On newer high-speed printers (Bambu Lab X1C, P1S, Creality K1), both materials print well at higher speeds. Bambu Lab PETG HF is specifically formulated for high-flow printing (230–260°C, 65–75°C bed). eSUN PLA+HS is a high-speed PLA+ variant (190–230°C, 45–60°C bed, 59 MPa tensile).

Moisture and Chemical Resistance

PETG wins on chemical resistance. It's inherently more resistant to moisture absorption during use (though it still absorbs moisture from the atmosphere during storage). PLA and PLA+ degrade when exposed to prolonged moisture — they're biodegradable by design. For parts exposed to intermittent water contact (bathroom fixtures, outdoor tool holders, irrigation parts), PETG will outlast PLA+ significantly.
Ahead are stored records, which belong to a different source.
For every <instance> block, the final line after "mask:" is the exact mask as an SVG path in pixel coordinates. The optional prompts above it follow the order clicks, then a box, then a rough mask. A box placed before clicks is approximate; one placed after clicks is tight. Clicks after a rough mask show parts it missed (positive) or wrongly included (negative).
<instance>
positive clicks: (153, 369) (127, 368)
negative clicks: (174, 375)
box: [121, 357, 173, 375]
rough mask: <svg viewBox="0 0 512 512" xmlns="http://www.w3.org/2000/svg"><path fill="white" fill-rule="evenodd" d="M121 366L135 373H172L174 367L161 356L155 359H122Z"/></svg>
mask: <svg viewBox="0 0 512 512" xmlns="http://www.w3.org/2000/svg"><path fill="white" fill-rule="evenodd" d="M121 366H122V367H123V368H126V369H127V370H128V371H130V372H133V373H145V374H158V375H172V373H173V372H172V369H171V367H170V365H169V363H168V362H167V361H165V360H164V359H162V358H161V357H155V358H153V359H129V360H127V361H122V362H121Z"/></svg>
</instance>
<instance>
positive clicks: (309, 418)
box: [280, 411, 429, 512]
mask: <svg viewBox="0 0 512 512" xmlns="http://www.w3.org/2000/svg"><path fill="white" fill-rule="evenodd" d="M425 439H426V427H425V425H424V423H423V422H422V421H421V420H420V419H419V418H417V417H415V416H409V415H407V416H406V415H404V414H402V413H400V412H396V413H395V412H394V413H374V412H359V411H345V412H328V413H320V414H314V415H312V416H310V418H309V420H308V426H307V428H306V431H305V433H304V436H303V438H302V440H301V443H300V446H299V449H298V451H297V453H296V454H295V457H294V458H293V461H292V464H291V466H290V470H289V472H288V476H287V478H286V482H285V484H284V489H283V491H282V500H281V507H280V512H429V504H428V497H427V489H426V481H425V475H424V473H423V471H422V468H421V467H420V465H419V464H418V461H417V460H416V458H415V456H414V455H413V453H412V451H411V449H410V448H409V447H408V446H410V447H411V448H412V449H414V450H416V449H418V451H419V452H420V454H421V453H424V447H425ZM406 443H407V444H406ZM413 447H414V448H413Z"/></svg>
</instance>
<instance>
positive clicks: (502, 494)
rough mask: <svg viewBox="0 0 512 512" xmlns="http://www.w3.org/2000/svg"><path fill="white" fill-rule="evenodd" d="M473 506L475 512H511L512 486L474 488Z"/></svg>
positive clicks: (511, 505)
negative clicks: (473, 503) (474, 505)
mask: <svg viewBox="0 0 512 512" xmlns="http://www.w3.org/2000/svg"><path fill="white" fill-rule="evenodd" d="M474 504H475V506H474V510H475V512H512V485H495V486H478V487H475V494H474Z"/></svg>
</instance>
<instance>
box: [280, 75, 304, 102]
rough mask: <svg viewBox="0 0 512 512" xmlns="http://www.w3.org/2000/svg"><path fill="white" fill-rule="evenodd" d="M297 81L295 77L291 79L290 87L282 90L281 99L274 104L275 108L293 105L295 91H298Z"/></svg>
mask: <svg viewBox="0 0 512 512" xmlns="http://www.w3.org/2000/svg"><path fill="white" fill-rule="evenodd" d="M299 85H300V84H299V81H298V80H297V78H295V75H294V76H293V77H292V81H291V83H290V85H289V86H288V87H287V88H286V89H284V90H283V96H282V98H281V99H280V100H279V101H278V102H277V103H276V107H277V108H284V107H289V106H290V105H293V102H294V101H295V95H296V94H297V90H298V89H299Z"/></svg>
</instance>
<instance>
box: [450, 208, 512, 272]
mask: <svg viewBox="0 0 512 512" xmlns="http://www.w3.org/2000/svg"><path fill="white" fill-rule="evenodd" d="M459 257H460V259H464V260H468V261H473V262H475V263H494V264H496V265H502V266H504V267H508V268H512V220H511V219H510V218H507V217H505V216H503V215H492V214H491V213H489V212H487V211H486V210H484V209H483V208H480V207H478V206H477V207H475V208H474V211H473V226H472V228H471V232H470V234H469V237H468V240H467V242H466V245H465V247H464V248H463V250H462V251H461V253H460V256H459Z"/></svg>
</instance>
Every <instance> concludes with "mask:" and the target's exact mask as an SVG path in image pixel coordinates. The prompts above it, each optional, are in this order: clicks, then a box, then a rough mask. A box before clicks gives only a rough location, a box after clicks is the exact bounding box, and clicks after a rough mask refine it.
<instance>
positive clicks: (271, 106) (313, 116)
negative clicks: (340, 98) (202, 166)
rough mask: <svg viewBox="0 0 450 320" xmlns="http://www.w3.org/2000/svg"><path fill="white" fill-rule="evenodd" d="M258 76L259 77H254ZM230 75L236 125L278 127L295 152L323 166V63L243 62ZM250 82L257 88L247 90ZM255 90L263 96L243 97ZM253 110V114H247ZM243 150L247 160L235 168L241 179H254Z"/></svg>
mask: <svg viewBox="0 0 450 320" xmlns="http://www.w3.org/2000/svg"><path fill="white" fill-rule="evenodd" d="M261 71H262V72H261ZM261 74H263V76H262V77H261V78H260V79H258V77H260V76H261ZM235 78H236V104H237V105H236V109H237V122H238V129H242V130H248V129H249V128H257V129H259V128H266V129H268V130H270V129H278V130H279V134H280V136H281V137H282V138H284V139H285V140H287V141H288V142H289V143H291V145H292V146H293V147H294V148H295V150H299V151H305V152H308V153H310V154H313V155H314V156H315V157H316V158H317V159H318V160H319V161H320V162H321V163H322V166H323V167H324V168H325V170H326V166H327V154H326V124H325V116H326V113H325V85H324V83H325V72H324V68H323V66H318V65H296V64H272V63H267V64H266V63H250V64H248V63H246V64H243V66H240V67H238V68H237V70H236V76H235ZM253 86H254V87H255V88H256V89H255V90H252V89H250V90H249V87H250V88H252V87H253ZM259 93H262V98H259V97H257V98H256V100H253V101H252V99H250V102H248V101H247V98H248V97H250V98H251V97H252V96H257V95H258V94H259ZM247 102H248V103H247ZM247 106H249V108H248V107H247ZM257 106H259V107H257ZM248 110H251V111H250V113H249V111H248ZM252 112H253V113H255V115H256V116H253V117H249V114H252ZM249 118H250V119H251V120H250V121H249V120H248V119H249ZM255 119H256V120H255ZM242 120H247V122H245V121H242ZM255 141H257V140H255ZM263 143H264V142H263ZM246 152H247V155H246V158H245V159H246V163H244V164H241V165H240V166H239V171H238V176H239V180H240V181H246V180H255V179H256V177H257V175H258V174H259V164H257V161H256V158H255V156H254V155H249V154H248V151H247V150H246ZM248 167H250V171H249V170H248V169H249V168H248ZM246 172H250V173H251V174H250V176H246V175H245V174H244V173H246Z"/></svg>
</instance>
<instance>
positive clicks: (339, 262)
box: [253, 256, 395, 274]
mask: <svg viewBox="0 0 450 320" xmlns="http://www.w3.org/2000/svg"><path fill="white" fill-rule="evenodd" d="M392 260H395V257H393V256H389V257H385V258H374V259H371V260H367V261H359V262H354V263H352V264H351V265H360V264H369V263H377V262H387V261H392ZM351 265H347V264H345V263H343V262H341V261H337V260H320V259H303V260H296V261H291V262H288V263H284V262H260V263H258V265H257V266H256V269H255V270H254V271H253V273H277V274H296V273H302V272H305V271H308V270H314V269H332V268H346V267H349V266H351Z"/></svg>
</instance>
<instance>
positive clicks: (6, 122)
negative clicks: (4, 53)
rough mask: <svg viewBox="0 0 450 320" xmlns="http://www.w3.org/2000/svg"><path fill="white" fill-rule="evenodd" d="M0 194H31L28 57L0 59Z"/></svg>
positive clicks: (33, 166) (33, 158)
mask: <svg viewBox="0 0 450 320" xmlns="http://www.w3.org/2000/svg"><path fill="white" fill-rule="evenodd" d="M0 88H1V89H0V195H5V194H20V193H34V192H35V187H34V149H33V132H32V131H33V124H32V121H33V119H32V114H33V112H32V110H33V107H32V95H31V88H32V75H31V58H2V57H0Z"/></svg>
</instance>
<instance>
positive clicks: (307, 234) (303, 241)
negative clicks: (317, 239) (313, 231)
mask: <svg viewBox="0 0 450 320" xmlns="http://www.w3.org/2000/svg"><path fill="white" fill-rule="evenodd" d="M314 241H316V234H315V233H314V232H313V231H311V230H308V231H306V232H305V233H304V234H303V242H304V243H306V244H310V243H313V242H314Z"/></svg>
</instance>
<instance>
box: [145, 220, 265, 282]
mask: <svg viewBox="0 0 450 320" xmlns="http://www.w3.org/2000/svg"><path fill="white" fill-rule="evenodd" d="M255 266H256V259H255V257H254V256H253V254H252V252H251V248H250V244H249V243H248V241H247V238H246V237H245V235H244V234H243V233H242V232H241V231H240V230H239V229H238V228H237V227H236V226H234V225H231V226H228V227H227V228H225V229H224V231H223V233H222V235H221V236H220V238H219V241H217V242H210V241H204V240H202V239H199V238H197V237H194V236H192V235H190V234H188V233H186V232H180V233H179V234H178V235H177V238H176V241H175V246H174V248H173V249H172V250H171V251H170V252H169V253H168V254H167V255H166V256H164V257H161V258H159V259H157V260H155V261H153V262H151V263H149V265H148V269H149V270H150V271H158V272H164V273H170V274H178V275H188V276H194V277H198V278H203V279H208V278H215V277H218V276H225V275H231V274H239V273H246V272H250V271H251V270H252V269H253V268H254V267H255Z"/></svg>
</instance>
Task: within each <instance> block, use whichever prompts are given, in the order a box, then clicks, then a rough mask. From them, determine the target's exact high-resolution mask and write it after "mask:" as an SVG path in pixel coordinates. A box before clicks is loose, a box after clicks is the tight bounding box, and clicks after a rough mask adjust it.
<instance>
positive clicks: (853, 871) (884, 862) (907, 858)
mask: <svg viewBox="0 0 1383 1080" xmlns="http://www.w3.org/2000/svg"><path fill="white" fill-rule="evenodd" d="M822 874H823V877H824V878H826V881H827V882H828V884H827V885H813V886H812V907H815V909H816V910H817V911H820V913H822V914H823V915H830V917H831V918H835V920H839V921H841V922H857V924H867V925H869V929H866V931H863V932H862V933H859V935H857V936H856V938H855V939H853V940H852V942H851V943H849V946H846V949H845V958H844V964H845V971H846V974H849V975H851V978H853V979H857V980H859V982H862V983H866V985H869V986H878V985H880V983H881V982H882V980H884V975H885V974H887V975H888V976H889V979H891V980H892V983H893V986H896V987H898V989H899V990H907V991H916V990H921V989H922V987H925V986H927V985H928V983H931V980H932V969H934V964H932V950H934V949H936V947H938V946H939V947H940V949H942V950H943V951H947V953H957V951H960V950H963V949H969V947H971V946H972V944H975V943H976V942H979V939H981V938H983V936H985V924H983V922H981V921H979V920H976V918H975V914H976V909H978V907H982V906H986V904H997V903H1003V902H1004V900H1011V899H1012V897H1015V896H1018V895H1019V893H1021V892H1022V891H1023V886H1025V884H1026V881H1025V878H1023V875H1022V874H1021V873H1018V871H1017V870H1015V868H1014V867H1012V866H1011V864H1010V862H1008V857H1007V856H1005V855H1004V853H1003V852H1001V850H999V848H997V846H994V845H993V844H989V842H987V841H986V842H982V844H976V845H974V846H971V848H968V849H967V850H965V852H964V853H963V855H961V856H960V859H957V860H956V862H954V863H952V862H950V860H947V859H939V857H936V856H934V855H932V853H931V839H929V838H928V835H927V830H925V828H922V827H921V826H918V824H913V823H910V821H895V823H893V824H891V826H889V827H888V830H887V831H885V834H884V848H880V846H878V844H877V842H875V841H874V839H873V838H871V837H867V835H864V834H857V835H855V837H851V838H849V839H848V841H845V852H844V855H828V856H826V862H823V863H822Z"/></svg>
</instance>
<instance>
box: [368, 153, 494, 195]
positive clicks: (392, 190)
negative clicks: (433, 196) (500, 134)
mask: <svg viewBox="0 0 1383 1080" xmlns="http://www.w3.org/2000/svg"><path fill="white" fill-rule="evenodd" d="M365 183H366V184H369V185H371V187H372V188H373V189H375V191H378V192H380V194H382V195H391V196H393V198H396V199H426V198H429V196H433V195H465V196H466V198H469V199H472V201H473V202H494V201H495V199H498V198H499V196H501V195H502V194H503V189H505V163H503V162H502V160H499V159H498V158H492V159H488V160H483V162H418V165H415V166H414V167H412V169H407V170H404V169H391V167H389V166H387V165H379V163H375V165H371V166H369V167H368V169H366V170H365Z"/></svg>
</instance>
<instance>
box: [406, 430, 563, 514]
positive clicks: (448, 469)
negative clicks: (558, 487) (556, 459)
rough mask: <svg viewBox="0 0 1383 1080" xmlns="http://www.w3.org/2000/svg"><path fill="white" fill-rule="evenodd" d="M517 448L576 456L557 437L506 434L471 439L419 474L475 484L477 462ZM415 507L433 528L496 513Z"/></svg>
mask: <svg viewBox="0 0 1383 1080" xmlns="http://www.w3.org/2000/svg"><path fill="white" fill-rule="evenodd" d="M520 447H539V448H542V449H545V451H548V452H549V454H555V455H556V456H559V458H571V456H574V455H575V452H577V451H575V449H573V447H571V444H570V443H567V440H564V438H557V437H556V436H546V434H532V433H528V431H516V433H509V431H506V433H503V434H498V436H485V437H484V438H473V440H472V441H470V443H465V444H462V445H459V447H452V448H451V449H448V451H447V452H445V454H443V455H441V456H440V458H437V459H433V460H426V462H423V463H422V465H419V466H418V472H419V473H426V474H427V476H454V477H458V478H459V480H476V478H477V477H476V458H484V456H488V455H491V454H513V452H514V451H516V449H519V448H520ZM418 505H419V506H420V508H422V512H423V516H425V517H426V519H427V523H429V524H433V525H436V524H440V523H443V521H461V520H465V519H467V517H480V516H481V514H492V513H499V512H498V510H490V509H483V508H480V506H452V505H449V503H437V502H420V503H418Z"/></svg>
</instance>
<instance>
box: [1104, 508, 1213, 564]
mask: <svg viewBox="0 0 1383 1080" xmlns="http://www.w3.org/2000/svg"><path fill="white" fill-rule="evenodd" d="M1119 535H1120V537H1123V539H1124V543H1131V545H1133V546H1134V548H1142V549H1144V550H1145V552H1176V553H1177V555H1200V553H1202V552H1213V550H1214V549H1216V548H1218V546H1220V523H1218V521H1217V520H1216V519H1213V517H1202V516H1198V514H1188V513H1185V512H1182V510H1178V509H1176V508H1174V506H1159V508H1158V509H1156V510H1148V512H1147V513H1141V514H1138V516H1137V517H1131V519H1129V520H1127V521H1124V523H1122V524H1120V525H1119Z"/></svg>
PLA+ is not suitable for applications with continuous moisture exposure.

Side-by-Side Comparison

Here are the key differences at a glance — based on median values across our database:

Tensile Strength
48.5 MPa avg vs 46.0 MPa avg
PLA+ slightly stronger — 40 vs 81 filaments with data
Heat Deflection Temp
55°C median vs 70°C median
PETG wins by 15°C — critical for real-world use
Bed Temperature
45°C median vs 70°C median
PLA+ is far easier to print — often no heated bed needed
Compare PLA+ & PETG side-by-side in the Filabase Explorer →

When to Use PLA+

When to Use PETG

Which Specific Filaments Are Worth Considering?

For PLA+, eSUN PLA+ (63 MPa tensile, 1,973 MPa flexural modulus, 53°C HDT, 210–230°C print temp) is the most widely available benchmark-grade option. Sunlu PLA+ (64 MPa tensile, 2,907 MPa flexural modulus) is stiffer and well-regarded. Eryone PLA+ posts 57.3 MPa tensile and 3,212.8 MPa flexural modulus — among the stiffest in our dataset. For high-speed printers, Elegoo Rapid PLA+ reaches 60 MPa tensile with a print temp range of 190–230°C.

For PETG, AzureFilm PETG Original leads with 56.7 MPa tensile and 73°C HDT. Sunlu PETG (55 MPa tensile, 68°C HDT, 2,226 MPa modulus) is a reliable budget option. Elegoo PETG Translucent (53 MPa tensile, 73°C HDT, 76.4 kJ/m² impact strength) shows unusually high impact resistance for standard PETG. Jayo PETG achieves 61.4 MPa tensile — one of the higher values for a budget-tier PETG.

The Real Decision Framework

Ask these three questions: (1) Will the part ever exceed 55°C? If yes, use PETG or higher. (2) Will the part contact moisture or need outdoor durability? If yes, use PETG. (3) Does the part need to be as stiff and rigid as possible for indoor use? PLA+ edges out PETG on stiffness. In the vast majority of cases where the answer to questions 1 and 2 is "no," PLA+ is the easier, faster, lower-friction choice. When environmental conditions matter, PETG's 15°C heat advantage and better moisture resistance make it worth the slightly more demanding print settings.